Sem contos


O conto é provavelmente dos géneros literários mais alheios à mentalidade portuguesa, só ultrapassado pela literatura dramática.
Já foram incontáveis os editores que me disseram que os contos não vendiam, e ainda mais os leitores que reconheceram não os ler. As razões que me deram eram quase sempre vagas: “não permitia conhecer bem as personagens”, “gostava da sensação de imersão de um romance”, “parece que acaba mal começou”.

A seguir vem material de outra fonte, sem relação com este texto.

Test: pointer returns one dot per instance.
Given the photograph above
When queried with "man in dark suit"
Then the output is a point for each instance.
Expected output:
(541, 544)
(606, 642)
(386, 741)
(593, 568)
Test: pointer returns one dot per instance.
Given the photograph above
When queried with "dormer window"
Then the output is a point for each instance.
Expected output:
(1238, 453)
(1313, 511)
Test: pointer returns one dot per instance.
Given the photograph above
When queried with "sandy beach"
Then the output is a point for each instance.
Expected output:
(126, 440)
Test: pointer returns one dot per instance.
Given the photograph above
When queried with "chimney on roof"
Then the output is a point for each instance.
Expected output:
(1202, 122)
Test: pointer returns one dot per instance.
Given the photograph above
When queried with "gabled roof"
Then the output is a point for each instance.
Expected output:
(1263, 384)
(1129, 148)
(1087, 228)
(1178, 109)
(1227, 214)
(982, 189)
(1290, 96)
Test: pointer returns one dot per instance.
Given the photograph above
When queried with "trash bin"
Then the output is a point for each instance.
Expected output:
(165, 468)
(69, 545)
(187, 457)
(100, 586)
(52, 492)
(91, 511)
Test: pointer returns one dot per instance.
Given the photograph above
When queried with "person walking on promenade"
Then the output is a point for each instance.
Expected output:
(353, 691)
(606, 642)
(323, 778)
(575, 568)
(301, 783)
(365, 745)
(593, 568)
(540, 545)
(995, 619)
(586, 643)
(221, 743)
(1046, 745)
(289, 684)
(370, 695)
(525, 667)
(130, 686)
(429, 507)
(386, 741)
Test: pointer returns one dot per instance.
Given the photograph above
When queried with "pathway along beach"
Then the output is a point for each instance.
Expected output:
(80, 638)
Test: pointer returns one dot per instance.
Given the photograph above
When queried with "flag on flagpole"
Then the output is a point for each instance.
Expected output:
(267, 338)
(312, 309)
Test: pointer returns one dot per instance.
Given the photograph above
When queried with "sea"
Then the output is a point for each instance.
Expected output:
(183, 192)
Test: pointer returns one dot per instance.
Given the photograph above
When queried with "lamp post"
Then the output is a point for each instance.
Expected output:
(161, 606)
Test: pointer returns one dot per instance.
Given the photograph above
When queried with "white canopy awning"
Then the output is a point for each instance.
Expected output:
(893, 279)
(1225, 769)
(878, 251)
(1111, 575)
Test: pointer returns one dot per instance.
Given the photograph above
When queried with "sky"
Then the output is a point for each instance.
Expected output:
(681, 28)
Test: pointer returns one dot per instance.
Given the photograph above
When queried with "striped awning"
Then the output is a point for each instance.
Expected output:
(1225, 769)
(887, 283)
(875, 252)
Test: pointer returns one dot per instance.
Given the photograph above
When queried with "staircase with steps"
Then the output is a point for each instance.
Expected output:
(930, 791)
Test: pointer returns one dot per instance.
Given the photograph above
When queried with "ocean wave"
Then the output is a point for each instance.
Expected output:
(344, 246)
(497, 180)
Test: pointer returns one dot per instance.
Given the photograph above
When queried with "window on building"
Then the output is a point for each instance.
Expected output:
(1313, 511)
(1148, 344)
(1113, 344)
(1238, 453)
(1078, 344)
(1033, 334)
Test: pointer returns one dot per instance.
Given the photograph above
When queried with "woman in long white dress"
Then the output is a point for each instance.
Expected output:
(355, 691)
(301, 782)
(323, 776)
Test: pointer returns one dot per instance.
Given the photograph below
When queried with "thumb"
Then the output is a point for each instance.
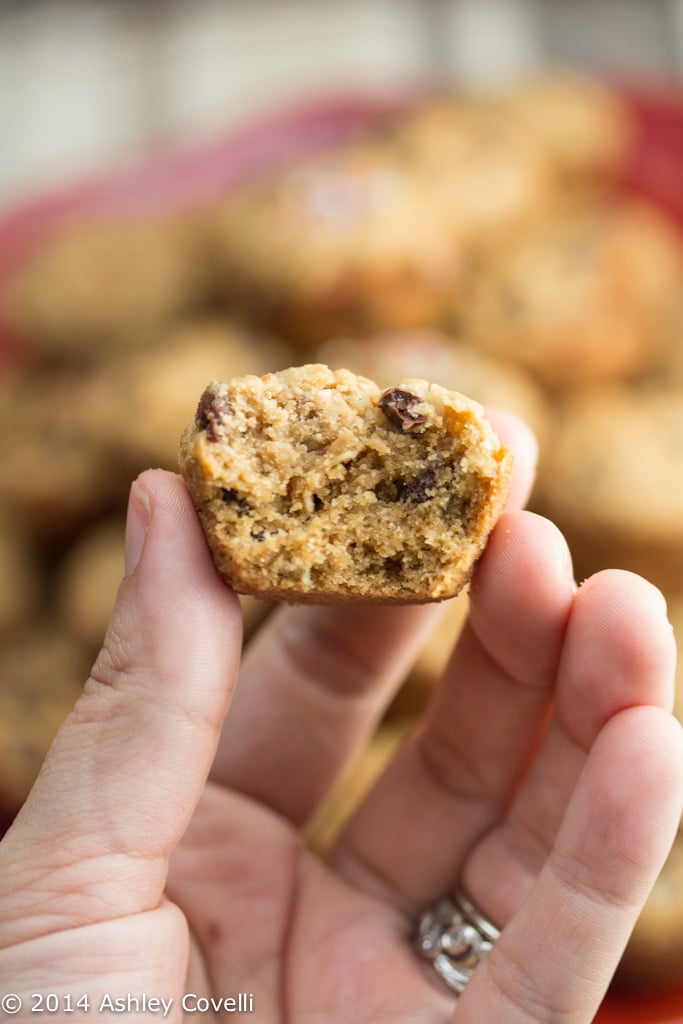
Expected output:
(127, 768)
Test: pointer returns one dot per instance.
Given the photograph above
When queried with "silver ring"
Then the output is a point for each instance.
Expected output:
(454, 936)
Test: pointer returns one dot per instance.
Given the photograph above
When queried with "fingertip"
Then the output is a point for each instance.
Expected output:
(621, 642)
(520, 439)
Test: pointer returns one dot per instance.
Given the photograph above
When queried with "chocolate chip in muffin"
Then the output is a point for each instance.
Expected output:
(398, 407)
(211, 413)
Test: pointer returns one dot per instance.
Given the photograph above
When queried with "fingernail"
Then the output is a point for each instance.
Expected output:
(137, 521)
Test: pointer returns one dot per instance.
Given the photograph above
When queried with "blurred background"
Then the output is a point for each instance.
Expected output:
(85, 83)
(163, 222)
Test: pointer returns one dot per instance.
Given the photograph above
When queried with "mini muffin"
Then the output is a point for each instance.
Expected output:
(446, 360)
(316, 485)
(581, 294)
(151, 395)
(348, 243)
(20, 583)
(54, 474)
(41, 675)
(107, 282)
(612, 482)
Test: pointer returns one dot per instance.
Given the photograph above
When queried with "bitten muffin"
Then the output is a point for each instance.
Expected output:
(148, 396)
(351, 242)
(316, 485)
(583, 293)
(612, 481)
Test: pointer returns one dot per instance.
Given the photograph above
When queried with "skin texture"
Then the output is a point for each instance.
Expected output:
(160, 850)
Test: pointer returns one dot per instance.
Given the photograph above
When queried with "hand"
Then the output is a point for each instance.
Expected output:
(547, 775)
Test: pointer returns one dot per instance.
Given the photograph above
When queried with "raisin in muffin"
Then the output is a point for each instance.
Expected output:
(316, 485)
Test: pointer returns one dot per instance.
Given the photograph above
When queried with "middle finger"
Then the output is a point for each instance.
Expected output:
(455, 777)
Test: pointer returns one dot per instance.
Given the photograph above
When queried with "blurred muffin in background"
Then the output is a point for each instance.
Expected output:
(348, 243)
(471, 158)
(42, 673)
(87, 581)
(549, 131)
(613, 481)
(20, 579)
(582, 294)
(54, 474)
(150, 396)
(107, 282)
(653, 957)
(582, 123)
(437, 356)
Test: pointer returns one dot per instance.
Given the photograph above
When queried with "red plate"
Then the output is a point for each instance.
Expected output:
(654, 169)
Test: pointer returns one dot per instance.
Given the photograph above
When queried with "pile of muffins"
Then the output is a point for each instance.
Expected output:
(478, 242)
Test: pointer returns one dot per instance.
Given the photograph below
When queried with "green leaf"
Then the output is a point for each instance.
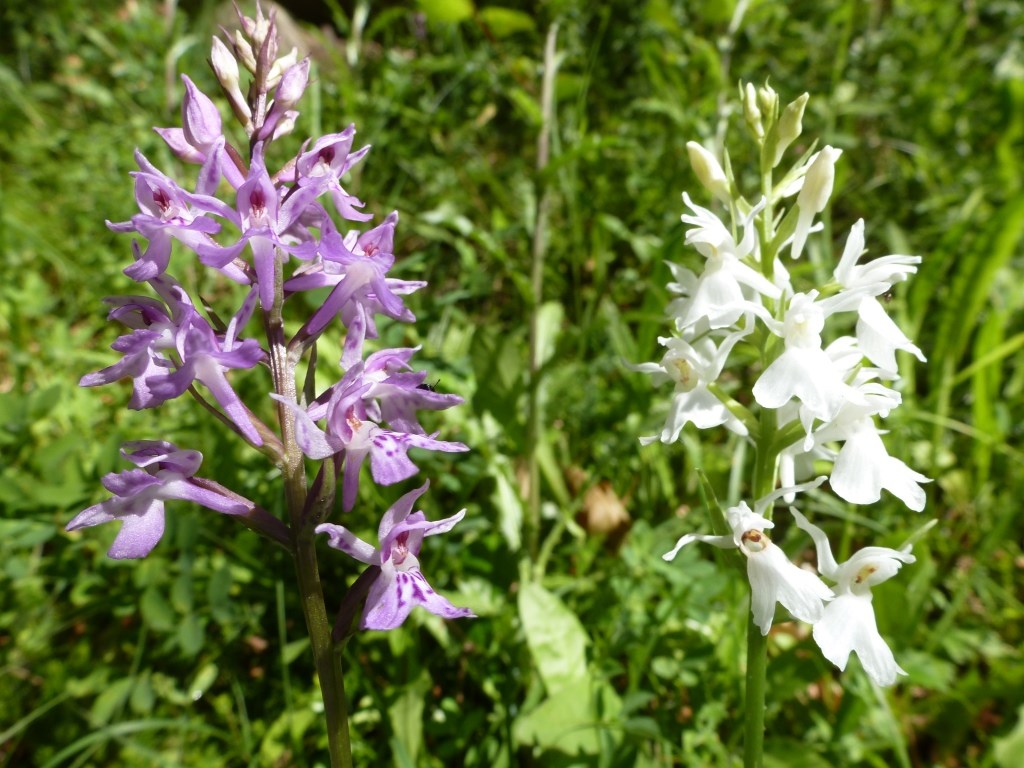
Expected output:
(549, 327)
(109, 701)
(1009, 749)
(505, 22)
(572, 720)
(190, 635)
(407, 716)
(507, 500)
(446, 11)
(555, 636)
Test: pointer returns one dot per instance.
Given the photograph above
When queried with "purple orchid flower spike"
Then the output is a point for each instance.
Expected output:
(325, 164)
(166, 473)
(351, 429)
(201, 140)
(400, 586)
(266, 223)
(167, 212)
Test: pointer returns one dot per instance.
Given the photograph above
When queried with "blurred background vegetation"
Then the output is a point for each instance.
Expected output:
(196, 655)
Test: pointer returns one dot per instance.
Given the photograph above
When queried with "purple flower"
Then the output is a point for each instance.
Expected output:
(139, 495)
(400, 587)
(352, 429)
(170, 349)
(201, 139)
(143, 348)
(204, 355)
(325, 164)
(399, 392)
(167, 212)
(356, 266)
(267, 223)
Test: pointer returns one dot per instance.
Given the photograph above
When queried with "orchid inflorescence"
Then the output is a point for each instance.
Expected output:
(814, 403)
(272, 232)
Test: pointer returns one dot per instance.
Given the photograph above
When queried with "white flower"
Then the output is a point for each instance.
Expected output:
(863, 467)
(692, 368)
(878, 335)
(717, 296)
(883, 271)
(773, 579)
(848, 624)
(804, 370)
(709, 171)
(814, 194)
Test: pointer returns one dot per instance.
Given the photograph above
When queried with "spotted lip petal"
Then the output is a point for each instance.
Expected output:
(400, 586)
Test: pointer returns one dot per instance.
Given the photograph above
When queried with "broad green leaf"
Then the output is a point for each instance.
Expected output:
(505, 22)
(407, 716)
(157, 611)
(572, 720)
(110, 700)
(549, 327)
(1010, 749)
(555, 636)
(507, 500)
(446, 11)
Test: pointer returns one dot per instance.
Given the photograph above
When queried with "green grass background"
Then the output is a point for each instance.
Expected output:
(196, 656)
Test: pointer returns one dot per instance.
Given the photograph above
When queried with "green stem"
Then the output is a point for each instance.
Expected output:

É verdade que Portugal nunca teve grande tradição de contos. Se teve poetas, romancistas e dramaturgos importantes, é difícil pensar em algum grande contista. Remontando ao primeiro contista português, Gonçalo Fernandes Trancoso, que se limitou a compilar e imitar contos populares no seu tempo, são pouco mais de um punhado de contistas que se destacam em Portugal, como Branquinho da Fonseca, Álvaro do Carvalhal, Sophia de Mello Breyner Andresen, Maria Judite de Carvalho e pouco mais. Em comparação, o Brasil está cheio de contistas de importância universal, como Machado de Assis, Clarice Lispector, Carlos Drummond de Andrade, Rubem Fonseca, Dalton Trevisan, e muitos muitos outros, que ombreiam com Heinrich Von Kleist, Guy de Maupassant, Edgar Alan Poe, Franz Kafka, Jorge Luís Borges, Donald Barthelme e boa parte dos escritores que compõem a espinha dorsal do cânone literário ocidental.
Num país com pouco tempo para a leitura seria de imaginar que o conto, pela brevidade, rápido desenlace e satisfação seria extremamente popular. Mas não. Nem o facto de ser o género mais dado ao experimentalismo, ao bizarro, ao inusitado, ao surpreendente, a atirar-nos janela fora da ficção e fazer-nos ver mundos incompreensíveis que não se esquece, a fazer-nos compreender personagens de um relance de uma forma mais profunda do que alguma vez seríamos capazes de abarcar as personagens dispersas dos romances.
Não, nada disso importa. Contos, nunca.